Флоренция зарыдала. Габриэль погладил ее по голове. Ребенок во чреве растопырил лягушачьи пальчики и ножки-палочки, сунул крохотный большой палец в незаконченный призрачный рот и принялся сосать.
Кейн снова приехал в Аскону, и дочь открыла ему план Габриэля.
— Я буду фрау Гольдвассер. Тогда я смогу вернуться домой.
— А что же это даст герру Гольдвассеру? Ему нужны деньги?
— Нет, нет, ему ничего не нужно, именно поэтому я ему доверяю. Он говорит, что ему нужно жить на поверхности. Понимаешь, папа, он как монах, как Дон Кихот.
— Дон Кихот был кем угодно, только не монахом.
— Не сбивай меня. Ты всегда так. Я знаю, что это звучит безумием, но мне кажется, что это возможный выход. Что, по-твоему, будет с ребенком дальше? Я не могу вечно валяться тут на шезлонгах, попивая соки.
— Я думал, что ты захочешь его отдать. Флоренция, только не сердись, не сердись. Я всегда думал, что решение за тобой. Но я думал, что ты решишь именно так.
— Папа, я не смогла бы отдать ребенка, приехать домой и смотреть, как вы с Имогеной нянчите своего. Нет, не смогла бы. А теперь… теперь я могу думать о том, как жить дальше…

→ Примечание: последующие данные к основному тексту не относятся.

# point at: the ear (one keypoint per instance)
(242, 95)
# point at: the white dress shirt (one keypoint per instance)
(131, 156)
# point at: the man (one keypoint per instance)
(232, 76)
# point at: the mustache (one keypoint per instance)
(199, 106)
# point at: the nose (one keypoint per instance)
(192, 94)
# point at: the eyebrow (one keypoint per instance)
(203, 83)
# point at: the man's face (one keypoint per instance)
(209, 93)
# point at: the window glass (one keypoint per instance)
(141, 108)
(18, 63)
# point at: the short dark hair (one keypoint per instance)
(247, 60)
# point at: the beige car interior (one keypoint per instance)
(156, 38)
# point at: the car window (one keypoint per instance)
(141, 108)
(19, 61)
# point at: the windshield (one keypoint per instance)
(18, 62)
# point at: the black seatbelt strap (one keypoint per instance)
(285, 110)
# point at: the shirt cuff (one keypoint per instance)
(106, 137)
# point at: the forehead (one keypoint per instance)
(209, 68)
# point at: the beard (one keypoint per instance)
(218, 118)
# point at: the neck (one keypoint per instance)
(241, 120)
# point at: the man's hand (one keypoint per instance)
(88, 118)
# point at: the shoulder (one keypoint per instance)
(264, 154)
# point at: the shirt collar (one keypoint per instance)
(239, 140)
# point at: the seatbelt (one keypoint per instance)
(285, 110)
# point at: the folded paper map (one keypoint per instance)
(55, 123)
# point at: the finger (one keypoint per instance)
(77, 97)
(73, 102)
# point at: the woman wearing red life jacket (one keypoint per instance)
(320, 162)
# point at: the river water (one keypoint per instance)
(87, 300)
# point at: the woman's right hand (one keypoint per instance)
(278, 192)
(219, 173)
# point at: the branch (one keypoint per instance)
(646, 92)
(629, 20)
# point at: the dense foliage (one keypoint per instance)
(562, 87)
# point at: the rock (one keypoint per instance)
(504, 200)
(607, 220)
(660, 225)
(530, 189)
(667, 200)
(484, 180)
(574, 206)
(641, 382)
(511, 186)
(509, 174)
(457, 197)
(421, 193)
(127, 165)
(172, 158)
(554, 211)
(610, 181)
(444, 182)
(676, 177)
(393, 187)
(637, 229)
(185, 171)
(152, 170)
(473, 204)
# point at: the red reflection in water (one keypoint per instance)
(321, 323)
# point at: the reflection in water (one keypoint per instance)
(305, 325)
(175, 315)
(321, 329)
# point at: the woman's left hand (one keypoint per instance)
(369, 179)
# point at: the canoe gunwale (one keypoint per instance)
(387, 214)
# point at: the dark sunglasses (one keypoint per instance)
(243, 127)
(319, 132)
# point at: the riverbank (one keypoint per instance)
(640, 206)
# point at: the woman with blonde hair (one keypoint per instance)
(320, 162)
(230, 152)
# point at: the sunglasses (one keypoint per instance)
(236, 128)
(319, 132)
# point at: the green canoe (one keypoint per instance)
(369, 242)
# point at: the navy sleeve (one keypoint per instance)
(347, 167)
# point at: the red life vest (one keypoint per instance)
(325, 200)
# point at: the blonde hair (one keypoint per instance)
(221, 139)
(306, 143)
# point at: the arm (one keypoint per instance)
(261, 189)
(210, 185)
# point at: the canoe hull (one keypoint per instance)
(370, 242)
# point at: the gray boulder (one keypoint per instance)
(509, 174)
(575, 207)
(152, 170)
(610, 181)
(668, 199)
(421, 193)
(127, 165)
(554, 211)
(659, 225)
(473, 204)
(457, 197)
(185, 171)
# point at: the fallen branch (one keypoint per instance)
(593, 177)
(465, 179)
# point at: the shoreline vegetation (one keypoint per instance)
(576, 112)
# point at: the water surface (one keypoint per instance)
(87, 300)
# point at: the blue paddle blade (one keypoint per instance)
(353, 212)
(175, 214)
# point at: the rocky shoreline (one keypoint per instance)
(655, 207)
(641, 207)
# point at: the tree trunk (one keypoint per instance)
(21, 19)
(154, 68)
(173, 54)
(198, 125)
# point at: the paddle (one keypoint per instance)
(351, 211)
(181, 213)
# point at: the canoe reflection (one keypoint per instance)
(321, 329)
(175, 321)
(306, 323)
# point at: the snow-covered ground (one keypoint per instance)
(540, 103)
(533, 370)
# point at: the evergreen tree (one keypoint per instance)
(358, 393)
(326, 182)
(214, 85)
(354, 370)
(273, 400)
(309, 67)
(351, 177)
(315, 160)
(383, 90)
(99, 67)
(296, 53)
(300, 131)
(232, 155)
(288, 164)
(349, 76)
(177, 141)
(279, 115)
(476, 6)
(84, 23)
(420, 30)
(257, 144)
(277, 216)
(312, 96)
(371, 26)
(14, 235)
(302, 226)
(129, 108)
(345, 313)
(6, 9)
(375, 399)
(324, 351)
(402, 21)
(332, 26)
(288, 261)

Проспер Кейн познакомился с Габриэлем Гольдвассером, и тот ему понравился. Да иначе и быть не могло, хотя военный был подтянут и прям, а австриец — космат и похож на медведя. Проспер гордился умением читать чужие характеры. Перед ним был честный человек, предлагавший решение мучительной проблемы. Фрау Гольдвассер и ее ребенок могли вернуться в Южный Кенсингтон, и Проспер мог о них заботиться. Он занялся организацией. Венчание не могло состояться в католической деревне; Проспер нашел швейцарскую протестантскую церковь в альпийской долине и снял комнаты в гостинице «Белая роза». Свадьбу получилось даже в какой-то степени отпраздновать. В это время у Флоренции гостила Гризельда в компании Чарльза-Карла, Зюскинда и братьев Штерн. Из всех них только Гризельда знала тайну Флоренции: остальные думали, что она лечится от нервного истощения, вызванного чрезмерно усердной учебой в Кембридже. Флоренция была в кремовом льняном костюме — жакет и юбка, — розовой шелковой блузке и льняной шляпе со строгой лентой цвета румянца. Жених был неузнаваем в старомодном фраке и сложно завязанном сером шелковом галстухе. Шафером стал Иоахим, а подружкой невесты — Гризельда. В последний момент оказалось, что нет кольца. Флоренция отдала кольцо матери Габриэлю, а тот Иоахиму, который сделал комплимент элегантности кольца. Невозмутимый пастор обвенчал их. Проспер вручил дочь Габриэлю, который снова надел ей на палец кольцо и поцеловал ее. Гризельда расплакалась. Все приятной компанией пообедали в «Белой розе». Гризельда говорила с Гольдвассером по-немецки. Его описания клиники и психиатров смешили ее, но отчасти и пугали. Что делает Флоренция? Что происходит?
Флоренция сказала, что ничего не происходит. Габриэль решил ей помочь. Теперь она респектабельная замужняя дама.
Гризельда много чего могла бы сказать в ответ, но промолчала. Флоренция расслабилась и улыбалась; а ведь она не расслаблялась и ни разу не улыбнулась с тех пор, как Дороти ее осмотрела. Гризельде хотелось бы знать, что на самом деле чувствует Габриэль Гольдвассер. Может, он тайно влюблен во Флоренцию? Он, кажется, был мягок и дружелюбен. Всегда готов помочь. Улыбчив. Вольфганг Штерн сказал, что больные часто влюбляются в своих сиделок. Но сиделки все же обычно женщины.